Commentary: What do parking requirements have to do with affordable housing?
This guest commentary is by Rev. Laura Rossbert, a local affordable housing advocate and the COO/Supportive Housing Specialist at Shopworks Architecture. Laura is dedicated to ensuring housing meets the needs of those who will live within it and is passionate about helping non-profits build dignified, joyful, and equitable housing and organizations! She’s also the mom of two awesome girls who keep her on her toes daily, and remind her to laugh amidst the chaos. She is on Twitter @lrossbert and on LinkedIn.
When I entered the affordable housing world, one thing I didn’t count on was how many projects across Denver don’t even pass the visioning stage. There are a variety of reasons for this, mainly revolving around finances, but the one I was not counting on was…parking. Yes, you read that right. I had no idea how many projects never come to be because our current zoning code has unreasonably high parking requirements that add so much cost to a project. Whether it be the cost to build it or the land required to create space for those cars, many projects die before they ever had a chance to live. So, now I’ve somehow become a parking activist. Who knew that was a thing?
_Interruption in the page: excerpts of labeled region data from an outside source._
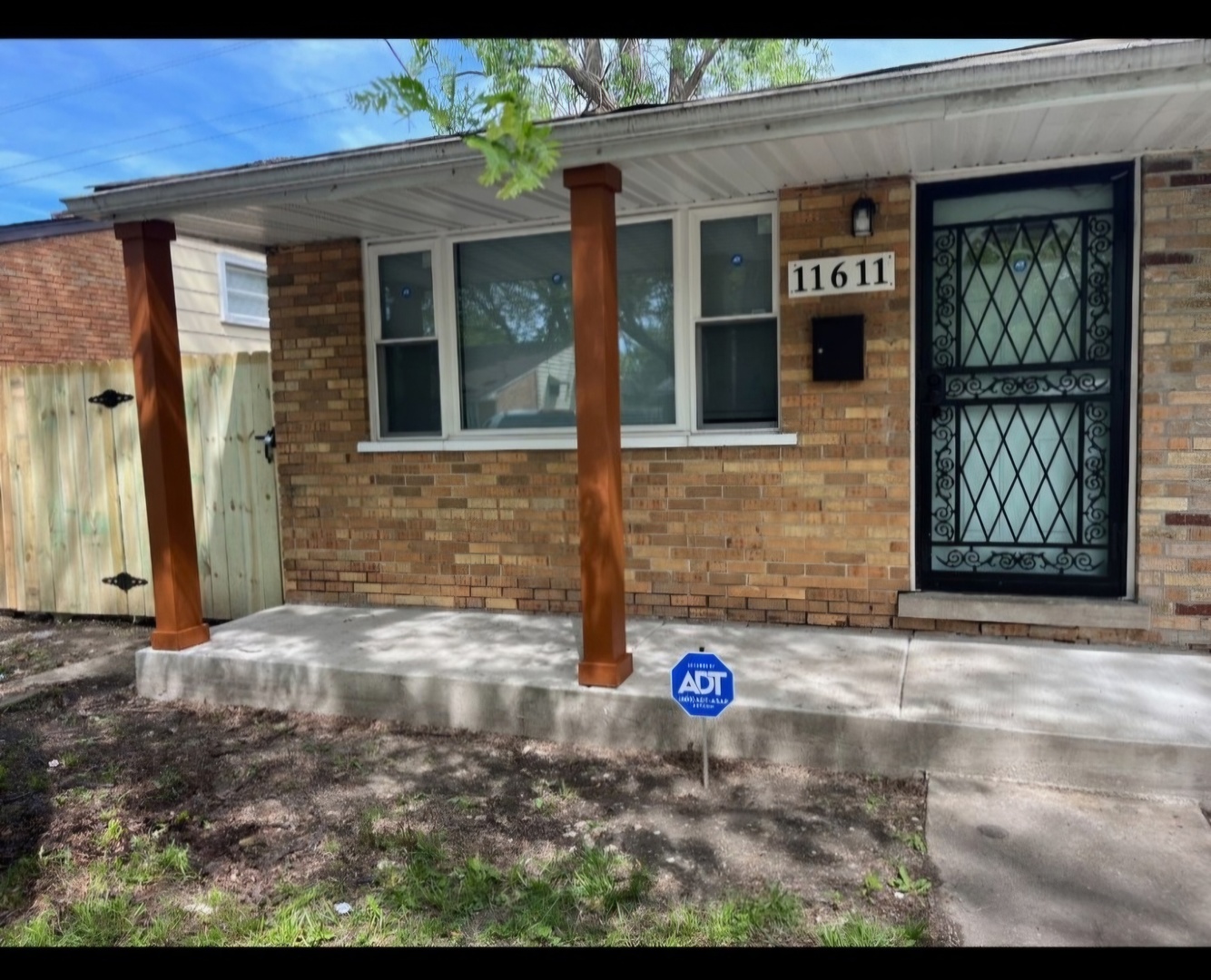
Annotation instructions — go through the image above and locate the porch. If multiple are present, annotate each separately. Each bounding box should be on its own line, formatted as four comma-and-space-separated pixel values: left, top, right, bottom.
137, 605, 1211, 801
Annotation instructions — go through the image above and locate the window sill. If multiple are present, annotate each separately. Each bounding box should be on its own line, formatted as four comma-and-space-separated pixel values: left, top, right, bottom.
896, 592, 1152, 629
358, 431, 799, 453
219, 317, 269, 330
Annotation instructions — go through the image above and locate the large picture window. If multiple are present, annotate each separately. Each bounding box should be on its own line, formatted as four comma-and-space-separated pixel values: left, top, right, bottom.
369, 203, 777, 446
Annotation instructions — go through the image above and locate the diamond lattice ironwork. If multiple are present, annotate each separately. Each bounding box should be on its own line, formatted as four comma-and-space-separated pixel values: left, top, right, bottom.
918, 174, 1128, 591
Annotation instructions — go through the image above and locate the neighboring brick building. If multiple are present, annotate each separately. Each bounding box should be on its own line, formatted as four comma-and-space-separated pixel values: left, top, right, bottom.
64, 41, 1211, 650
0, 218, 269, 364
0, 218, 131, 364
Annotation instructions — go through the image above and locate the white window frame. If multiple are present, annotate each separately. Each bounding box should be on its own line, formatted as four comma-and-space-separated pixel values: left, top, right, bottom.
358, 197, 798, 453
218, 251, 269, 329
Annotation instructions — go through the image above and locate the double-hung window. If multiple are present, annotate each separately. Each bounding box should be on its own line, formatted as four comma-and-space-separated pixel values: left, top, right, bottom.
366, 202, 779, 449
219, 253, 269, 327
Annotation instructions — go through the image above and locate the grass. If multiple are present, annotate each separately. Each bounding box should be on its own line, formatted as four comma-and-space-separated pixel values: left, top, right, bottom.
888, 864, 934, 896
0, 805, 928, 946
816, 916, 928, 947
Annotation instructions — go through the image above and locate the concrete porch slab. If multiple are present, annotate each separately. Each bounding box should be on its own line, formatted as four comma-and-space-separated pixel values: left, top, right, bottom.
137, 606, 1211, 799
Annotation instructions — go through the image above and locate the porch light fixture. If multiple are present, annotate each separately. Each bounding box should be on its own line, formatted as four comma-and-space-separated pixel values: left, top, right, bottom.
850, 195, 874, 239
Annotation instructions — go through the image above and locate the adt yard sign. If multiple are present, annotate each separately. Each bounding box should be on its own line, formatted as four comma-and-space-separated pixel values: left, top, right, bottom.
672, 652, 736, 718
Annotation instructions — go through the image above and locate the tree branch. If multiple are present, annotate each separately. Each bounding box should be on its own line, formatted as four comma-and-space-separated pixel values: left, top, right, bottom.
682, 39, 726, 102
556, 40, 617, 113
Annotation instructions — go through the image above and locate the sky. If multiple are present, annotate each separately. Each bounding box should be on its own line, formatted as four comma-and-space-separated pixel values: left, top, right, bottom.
0, 39, 1048, 224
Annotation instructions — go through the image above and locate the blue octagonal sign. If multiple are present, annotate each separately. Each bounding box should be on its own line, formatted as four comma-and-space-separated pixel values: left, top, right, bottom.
672, 653, 736, 718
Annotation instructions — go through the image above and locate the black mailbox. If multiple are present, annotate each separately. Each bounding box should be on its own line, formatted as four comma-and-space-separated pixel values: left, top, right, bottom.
812, 315, 866, 381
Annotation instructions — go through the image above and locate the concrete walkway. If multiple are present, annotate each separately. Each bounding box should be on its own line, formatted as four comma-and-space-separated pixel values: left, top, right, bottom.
137, 606, 1211, 945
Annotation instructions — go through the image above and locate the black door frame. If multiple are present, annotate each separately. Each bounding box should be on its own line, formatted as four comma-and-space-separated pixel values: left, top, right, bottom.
913, 161, 1137, 598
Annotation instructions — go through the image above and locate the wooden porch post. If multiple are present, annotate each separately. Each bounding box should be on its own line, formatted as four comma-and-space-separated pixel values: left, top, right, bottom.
113, 221, 211, 650
563, 163, 632, 687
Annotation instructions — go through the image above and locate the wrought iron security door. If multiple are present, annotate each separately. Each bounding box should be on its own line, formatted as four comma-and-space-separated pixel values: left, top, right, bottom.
917, 167, 1132, 596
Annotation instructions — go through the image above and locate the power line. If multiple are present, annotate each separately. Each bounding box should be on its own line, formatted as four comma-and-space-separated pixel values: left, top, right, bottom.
0, 105, 349, 189
0, 81, 370, 179
0, 39, 261, 116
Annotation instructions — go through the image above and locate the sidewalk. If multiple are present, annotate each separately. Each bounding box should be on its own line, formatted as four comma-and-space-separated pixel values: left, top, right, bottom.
125, 606, 1211, 946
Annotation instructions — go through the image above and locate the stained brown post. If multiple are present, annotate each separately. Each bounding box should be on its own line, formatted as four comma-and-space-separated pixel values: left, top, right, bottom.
563, 163, 632, 687
113, 221, 211, 650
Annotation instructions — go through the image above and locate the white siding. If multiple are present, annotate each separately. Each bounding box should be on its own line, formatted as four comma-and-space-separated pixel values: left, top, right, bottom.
172, 239, 269, 355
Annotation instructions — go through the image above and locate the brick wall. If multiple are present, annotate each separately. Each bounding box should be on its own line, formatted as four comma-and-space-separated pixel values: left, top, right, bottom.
1137, 152, 1211, 650
269, 167, 1211, 646
269, 181, 910, 625
0, 229, 131, 364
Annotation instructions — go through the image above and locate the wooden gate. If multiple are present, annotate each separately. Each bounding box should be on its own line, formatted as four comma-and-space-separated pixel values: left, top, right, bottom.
0, 353, 282, 620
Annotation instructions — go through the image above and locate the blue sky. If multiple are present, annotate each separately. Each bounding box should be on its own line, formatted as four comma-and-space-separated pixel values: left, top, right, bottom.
0, 39, 1056, 224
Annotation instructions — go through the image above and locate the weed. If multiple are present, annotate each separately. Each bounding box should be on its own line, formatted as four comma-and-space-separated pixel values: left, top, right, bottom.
816, 916, 927, 946
888, 864, 934, 896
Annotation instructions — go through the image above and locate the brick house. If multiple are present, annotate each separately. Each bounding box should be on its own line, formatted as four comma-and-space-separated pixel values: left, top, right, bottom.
0, 217, 269, 364
66, 40, 1211, 662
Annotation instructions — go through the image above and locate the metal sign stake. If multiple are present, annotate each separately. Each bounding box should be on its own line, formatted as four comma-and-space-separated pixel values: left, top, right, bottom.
668, 646, 736, 790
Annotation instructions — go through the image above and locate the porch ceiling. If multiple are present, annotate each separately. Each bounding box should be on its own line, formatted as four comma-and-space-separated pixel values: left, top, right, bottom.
66, 41, 1211, 247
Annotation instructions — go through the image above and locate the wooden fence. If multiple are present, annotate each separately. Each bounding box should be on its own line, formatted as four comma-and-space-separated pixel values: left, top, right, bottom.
0, 353, 282, 620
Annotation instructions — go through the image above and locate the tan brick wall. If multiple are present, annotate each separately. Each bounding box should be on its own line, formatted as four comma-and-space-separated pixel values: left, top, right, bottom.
269, 163, 1211, 646
1137, 152, 1211, 649
269, 181, 910, 625
0, 229, 131, 364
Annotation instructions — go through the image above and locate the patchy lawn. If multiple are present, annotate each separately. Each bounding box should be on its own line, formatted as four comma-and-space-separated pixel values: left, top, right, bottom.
0, 614, 152, 696
0, 614, 958, 945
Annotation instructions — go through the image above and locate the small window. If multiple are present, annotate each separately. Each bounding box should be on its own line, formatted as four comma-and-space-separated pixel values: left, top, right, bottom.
697, 317, 777, 427
696, 214, 777, 428
377, 250, 442, 436
219, 255, 269, 327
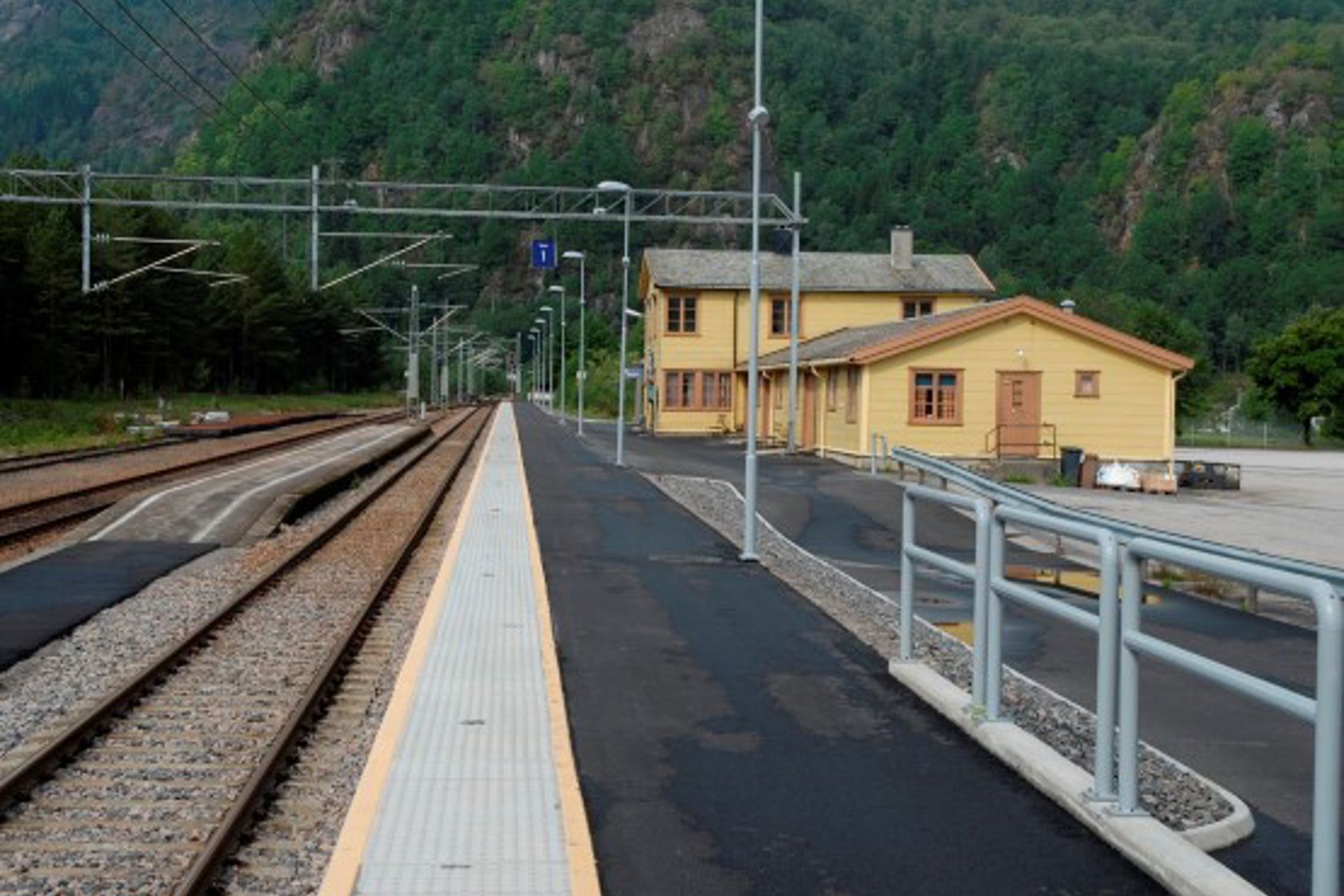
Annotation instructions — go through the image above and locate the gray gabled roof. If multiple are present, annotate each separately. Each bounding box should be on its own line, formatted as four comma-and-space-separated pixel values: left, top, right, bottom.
644, 249, 994, 295
738, 305, 985, 368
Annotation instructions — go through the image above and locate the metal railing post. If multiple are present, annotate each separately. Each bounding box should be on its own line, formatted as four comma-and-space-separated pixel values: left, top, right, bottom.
985, 517, 1008, 722
1312, 594, 1344, 896
1117, 548, 1144, 815
970, 501, 994, 706
901, 492, 915, 662
1093, 530, 1119, 801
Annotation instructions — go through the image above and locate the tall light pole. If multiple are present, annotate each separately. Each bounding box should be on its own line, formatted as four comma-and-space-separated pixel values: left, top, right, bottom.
547, 285, 570, 423
527, 326, 542, 404
789, 170, 802, 454
536, 305, 555, 411
561, 249, 587, 435
597, 180, 634, 466
742, 0, 770, 560
532, 317, 547, 395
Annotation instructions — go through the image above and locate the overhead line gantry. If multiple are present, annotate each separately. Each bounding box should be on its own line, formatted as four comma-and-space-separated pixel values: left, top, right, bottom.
0, 166, 806, 291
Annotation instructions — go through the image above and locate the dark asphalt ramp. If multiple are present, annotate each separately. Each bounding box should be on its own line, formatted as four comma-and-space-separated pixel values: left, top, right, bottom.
0, 542, 218, 669
518, 406, 1162, 896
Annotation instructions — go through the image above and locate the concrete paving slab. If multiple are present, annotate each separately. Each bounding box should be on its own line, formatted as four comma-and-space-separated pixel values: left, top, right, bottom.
322, 404, 595, 896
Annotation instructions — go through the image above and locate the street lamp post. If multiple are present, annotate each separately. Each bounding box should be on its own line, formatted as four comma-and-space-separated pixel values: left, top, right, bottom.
597, 180, 634, 466
527, 326, 542, 404
561, 249, 587, 435
742, 0, 770, 562
532, 317, 546, 403
538, 305, 555, 413
548, 285, 570, 423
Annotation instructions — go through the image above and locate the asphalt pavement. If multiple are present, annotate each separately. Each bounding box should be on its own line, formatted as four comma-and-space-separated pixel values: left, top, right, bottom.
562, 418, 1316, 894
0, 542, 219, 669
518, 404, 1160, 896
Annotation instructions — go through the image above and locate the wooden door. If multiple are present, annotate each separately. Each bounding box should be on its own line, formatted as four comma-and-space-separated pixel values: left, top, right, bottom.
994, 370, 1042, 457
757, 376, 774, 438
802, 376, 817, 451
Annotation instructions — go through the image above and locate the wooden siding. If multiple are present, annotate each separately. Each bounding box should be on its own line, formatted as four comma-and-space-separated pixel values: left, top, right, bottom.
644, 283, 981, 439
860, 317, 1174, 461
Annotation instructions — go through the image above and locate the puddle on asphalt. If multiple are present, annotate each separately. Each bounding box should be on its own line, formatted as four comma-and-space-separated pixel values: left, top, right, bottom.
1004, 566, 1162, 606
934, 619, 976, 647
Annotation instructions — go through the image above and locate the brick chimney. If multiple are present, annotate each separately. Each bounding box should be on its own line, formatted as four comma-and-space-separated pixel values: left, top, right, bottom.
891, 224, 915, 270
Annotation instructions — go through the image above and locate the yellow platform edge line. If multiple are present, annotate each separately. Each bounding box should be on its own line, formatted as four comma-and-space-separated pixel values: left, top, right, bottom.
514, 410, 602, 896
317, 414, 502, 896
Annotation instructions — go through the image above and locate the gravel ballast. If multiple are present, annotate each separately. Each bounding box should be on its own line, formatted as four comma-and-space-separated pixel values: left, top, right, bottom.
648, 475, 1234, 831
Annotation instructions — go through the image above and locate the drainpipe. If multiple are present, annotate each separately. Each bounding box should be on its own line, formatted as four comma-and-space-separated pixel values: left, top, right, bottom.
1166, 370, 1190, 475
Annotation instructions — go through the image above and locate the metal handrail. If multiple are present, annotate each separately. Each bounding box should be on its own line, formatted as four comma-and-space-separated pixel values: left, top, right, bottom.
984, 506, 1119, 801
888, 446, 1344, 595
890, 449, 1344, 896
985, 423, 1059, 461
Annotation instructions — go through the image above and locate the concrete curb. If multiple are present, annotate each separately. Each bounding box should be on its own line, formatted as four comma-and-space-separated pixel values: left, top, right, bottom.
888, 659, 1262, 896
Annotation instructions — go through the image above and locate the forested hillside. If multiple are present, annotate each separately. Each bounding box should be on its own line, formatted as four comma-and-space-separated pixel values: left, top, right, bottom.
0, 0, 1344, 418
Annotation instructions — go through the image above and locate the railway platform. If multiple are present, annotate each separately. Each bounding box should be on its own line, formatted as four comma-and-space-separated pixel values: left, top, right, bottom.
322, 406, 1160, 896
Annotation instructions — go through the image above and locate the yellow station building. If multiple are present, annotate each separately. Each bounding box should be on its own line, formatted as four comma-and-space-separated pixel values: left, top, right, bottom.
640, 227, 994, 435
640, 228, 1194, 461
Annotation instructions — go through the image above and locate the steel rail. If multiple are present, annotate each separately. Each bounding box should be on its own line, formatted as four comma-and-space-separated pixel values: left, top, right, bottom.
0, 411, 405, 546
174, 408, 492, 894
0, 435, 187, 474
0, 408, 480, 849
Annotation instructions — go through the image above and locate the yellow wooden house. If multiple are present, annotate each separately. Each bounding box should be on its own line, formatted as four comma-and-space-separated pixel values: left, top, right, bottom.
759, 295, 1194, 462
640, 227, 994, 435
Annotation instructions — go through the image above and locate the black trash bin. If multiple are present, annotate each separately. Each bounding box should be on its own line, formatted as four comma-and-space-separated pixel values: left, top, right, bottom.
1059, 447, 1083, 488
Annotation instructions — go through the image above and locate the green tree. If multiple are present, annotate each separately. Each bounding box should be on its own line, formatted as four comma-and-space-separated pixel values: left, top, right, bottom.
1247, 308, 1344, 445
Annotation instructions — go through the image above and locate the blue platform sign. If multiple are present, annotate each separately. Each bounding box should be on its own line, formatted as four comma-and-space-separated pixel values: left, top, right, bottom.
532, 239, 558, 270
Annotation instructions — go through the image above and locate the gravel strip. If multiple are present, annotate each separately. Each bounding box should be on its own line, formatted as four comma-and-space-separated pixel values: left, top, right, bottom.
648, 475, 1233, 830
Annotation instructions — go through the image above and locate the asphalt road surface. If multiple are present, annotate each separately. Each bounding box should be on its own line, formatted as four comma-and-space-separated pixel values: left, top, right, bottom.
518, 406, 1160, 896
566, 413, 1333, 894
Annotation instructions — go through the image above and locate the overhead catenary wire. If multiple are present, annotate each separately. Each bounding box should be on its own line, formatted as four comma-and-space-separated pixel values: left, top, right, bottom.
158, 0, 304, 140
70, 0, 210, 115
111, 0, 227, 110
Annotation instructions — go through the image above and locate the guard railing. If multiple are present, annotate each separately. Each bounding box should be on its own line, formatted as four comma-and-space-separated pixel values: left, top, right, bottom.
888, 449, 1344, 896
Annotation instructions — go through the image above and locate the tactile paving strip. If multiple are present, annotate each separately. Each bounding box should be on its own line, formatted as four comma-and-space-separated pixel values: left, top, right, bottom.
356, 404, 569, 896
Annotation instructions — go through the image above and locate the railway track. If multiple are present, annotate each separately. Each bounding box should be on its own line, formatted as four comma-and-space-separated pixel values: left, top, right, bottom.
0, 408, 490, 894
0, 411, 405, 548
0, 435, 187, 474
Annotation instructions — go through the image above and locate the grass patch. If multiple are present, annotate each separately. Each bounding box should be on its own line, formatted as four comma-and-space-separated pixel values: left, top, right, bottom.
0, 392, 401, 457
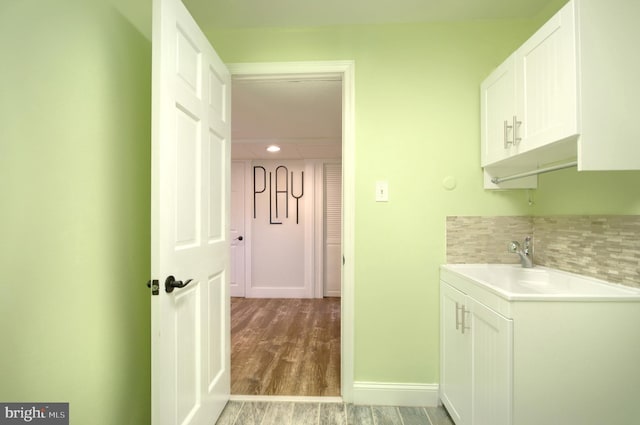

As a firm that focuses on designing affordable housing, Shopworks Architecture consistently experiences the parking required by code exceeding the demand of these buildings. We have visited our buildings after they were built, and we often find ourselves walking through mainly empty parking lots. In order to understand the parking needs of affordable housing projects across Denver, our firm partnered with Fox Tuttle Transportation to explore parking demands on a variety of affordable housing types to determine whether the current code requirements are warranted or if our anecdotal evidence was correct and these parking requirements are too high. Within Denver zoning code, required parking ratios in affordable housing vary greatly. For example, developments along the Colfax corridor require 0.25 parking spots per unit, some zone districts within the Downtown Core require 0 parking spots per unit, and elsewhere in Denver the requirements can be up to 1.25 parking spots per unit.
To explore parking demand, we surveyed 19 properties with an average area median income (AMI) of 30-50%. Our findings surprised even the members of our team. Some of our key takeaways:
- Current parking requirements for affordable housing exceed the demand for that parking – We found that average vehicle ownership was 8.8% which equates to 1 vehicle per 12 units.
- Across one-bedroom supportive housing units in Denver (0-30% AMI), 5.3% of residents have a car, equating to less than 1 vehicle per 18 units.
- These parking requirements place an undue burden on affordable housing and limit its creation in Denver due to the land required to park those cars and the cost to build parking.
We also found that a property’s proximity to quality walking and biking opportunities and transit services deeply impacts vehicle ownership. This is especially important because affordable housing is often purposefully situated within communities and neighborhoods that are walkable, bikable, and near transit. In addition, the non-profits that generally operate these properties often provide their residents with transit passes or drive them to appointments if necessary.
Across the 19 properties we surveyed that were built during the last six years, we found that 883 parking spaces were built, but only 461 were used; in other words, 422 unnecessary parking spaces were built. With an estimated cost of $22,000 per space, $9.28 million dollars was spent on unnecessary parking. Instead of building these parking spaces, an entire separate 40-unit supportive housing apartment building could have been built!
We are building parking when we could be building more housing. Affordable housing is paid for with federal, state, and city funds. We are using taxpayer dollars to build parking when we could be creating housing that our fellow Denverites desperately need. Let’s do something about that!